Let’s talk about Toph. If some new user ranks 1st in the leaderboard should you place him in the top of the leaderboard immediately? At least every the people in top in Toph leaderboard all have one or two contest records. CF has a better implementation. The give a dummy average rating to new users. (It’s something like 1400 maybe) and then increase or decrease it depending on activity. Maybe it uses ELO. Yes continuously doing good will certainly put you on top at a point but you need to have a minimum amount of contests before that. At least that’s what I see CF doing. It more like the International chess rating system.

Anyways, Tophs implementation of Glicko-2 feels somewhat weird.

Just to make sure, do you confirm that Toph is already doing what you were trying to suggest about using statistics to calculate rating in your very first post?

I still don’t get your point:

Are you suggesting that Toph should not use Glicko-2? Should Toph use Elo? Or, some other algorithm?

Or, should Toph just hide some people from the top of the leaderboard?

My personal thought is Elo is a better system than Glicko-2 in programming contest. Well, Glicko-2 is also an interesting system.

About the current rating system of Toph. I was just saying that how all Top rankers are insanely rated by doing only one or two contests. And how Tophs implementation of Glicko-2 feels a little weird and if Toph wants to use it, it should carefully think how to do it. I just pointed out the things I thought were not right. That’s why I put this thread in the Social category for people to discuss.

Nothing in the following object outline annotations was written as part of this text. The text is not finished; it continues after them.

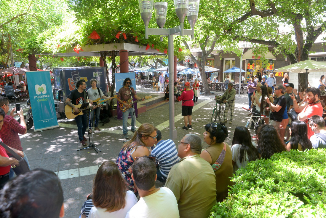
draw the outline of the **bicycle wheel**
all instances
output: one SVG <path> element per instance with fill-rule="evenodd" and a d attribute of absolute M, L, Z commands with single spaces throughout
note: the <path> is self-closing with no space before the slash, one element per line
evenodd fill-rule
<path fill-rule="evenodd" d="M 220 120 L 223 118 L 223 113 L 224 112 L 224 105 L 222 104 L 220 107 L 218 112 L 218 119 Z"/>
<path fill-rule="evenodd" d="M 251 120 L 249 119 L 248 120 L 248 121 L 247 121 L 247 123 L 246 123 L 245 126 L 244 126 L 244 127 L 247 129 L 249 129 L 248 127 L 249 127 L 249 125 L 250 124 L 250 121 Z"/>
<path fill-rule="evenodd" d="M 214 123 L 216 121 L 216 117 L 217 116 L 217 108 L 215 107 L 213 110 L 213 113 L 212 114 L 212 118 L 211 119 L 211 122 Z"/>

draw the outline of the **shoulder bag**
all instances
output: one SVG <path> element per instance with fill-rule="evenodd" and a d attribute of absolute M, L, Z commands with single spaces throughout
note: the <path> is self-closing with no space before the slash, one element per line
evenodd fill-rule
<path fill-rule="evenodd" d="M 0 141 L 0 145 L 4 148 L 6 150 L 10 152 L 14 156 L 14 157 L 17 159 L 17 160 L 19 162 L 19 166 L 12 168 L 12 169 L 16 175 L 19 176 L 30 171 L 30 170 L 28 168 L 28 165 L 27 164 L 27 162 L 23 158 L 16 154 L 2 141 Z"/>

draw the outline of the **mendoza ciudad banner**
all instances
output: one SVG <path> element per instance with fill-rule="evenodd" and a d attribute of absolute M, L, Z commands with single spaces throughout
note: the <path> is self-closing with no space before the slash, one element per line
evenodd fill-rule
<path fill-rule="evenodd" d="M 34 132 L 59 127 L 54 108 L 50 72 L 26 72 Z"/>

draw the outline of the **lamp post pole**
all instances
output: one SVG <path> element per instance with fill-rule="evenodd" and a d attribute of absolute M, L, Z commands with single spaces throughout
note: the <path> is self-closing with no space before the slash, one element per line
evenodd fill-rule
<path fill-rule="evenodd" d="M 198 16 L 200 0 L 174 0 L 177 15 L 179 18 L 180 25 L 172 28 L 164 29 L 165 23 L 168 3 L 156 2 L 154 4 L 156 22 L 159 27 L 149 28 L 148 24 L 152 18 L 153 0 L 138 0 L 141 18 L 145 26 L 145 38 L 148 39 L 149 35 L 160 35 L 161 41 L 164 37 L 168 39 L 168 58 L 169 59 L 169 115 L 170 117 L 170 138 L 177 138 L 177 131 L 174 127 L 174 66 L 173 64 L 173 35 L 181 36 L 191 36 L 194 39 L 194 27 Z M 191 29 L 184 29 L 184 21 L 186 15 Z"/>

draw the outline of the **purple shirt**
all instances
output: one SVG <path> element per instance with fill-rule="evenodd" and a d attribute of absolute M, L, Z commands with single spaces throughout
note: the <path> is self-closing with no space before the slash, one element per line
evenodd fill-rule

When the rating system was first implemented I thought that it was only an average of a user’s contest performance. That’s why users who had one or two good contests were on top. So, I created a thread on the social category about my ideal rating system. Thanks.

But, both are essentially the same rating system: both converge to the same right rating. A difference between Glicko and Elo is that Glicko reaches the right rating faster.

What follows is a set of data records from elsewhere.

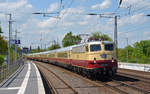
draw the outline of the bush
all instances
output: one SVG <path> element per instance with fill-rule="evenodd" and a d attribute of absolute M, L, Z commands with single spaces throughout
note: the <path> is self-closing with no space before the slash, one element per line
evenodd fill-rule
<path fill-rule="evenodd" d="M 4 63 L 4 56 L 0 55 L 0 66 Z"/>

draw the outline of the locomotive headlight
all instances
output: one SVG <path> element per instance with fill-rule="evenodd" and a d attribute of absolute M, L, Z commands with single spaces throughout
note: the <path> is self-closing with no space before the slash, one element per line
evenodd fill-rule
<path fill-rule="evenodd" d="M 112 62 L 114 62 L 114 58 L 112 57 Z"/>
<path fill-rule="evenodd" d="M 107 55 L 106 54 L 102 54 L 101 58 L 107 58 Z"/>

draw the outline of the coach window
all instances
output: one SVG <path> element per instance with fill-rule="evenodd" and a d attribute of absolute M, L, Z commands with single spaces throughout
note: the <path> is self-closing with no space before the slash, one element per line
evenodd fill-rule
<path fill-rule="evenodd" d="M 100 50 L 101 50 L 100 44 L 92 44 L 92 45 L 90 45 L 90 51 L 91 52 L 100 51 Z"/>
<path fill-rule="evenodd" d="M 88 45 L 85 46 L 86 52 L 89 51 Z"/>

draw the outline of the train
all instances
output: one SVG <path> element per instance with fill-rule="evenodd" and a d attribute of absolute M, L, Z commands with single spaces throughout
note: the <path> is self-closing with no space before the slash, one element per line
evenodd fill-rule
<path fill-rule="evenodd" d="M 27 54 L 26 58 L 57 65 L 89 78 L 112 77 L 118 69 L 114 43 L 111 41 L 91 41 Z"/>

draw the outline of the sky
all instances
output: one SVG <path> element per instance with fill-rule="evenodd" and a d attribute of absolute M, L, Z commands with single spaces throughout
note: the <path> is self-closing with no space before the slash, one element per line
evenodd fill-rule
<path fill-rule="evenodd" d="M 35 15 L 35 12 L 57 13 Z M 66 33 L 74 35 L 102 32 L 112 39 L 114 16 L 118 16 L 118 47 L 150 39 L 150 0 L 0 0 L 0 22 L 8 37 L 8 13 L 12 14 L 13 35 L 17 30 L 22 47 L 48 47 L 53 40 L 61 44 Z M 105 14 L 112 18 L 90 16 Z M 53 17 L 50 17 L 53 16 Z M 62 45 L 62 44 L 61 44 Z"/>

The social category is meant for getting to know people in the community. Topics for features and bugs have dedicated sections that everyone also sees and can discuss about there.

Hey, @hjr265! I got an idea / suggestion today. Yesterday I was talking about uncertainty value or ratings deviation (RD). Now what exactly this RD means? If your RD is 300 and Rating is 1700, it would mean that your real rating is assumed to be somewhere between 1400 and 2000. The more you do contest and the more frequently you do contests the less the value of your RD becomes. Less RD means more stable Rating.

Now yesterday I was also talking about how to treat new users. New users or irregular users would mean their Ratings Deviation would be high. Now instead of hiding them form leaderboard which I didn’t want to suggest cause everyone wants see them in the leaderboard I am suggesting that the rating displayed in the leaderboard to be the least assumed rating assumed by the Glicko-2. So, if a persons rating is 1700 and RD is 200, the displayed rating would be 1500.

And it would not be only for new users but for every user. Cause the users who do contests more frequently would naturally have less RD. I will leave it to the Tophs consideration.

1 Like

That is a good suggestion! Let me try this out locally and see what the leaderboard would look like.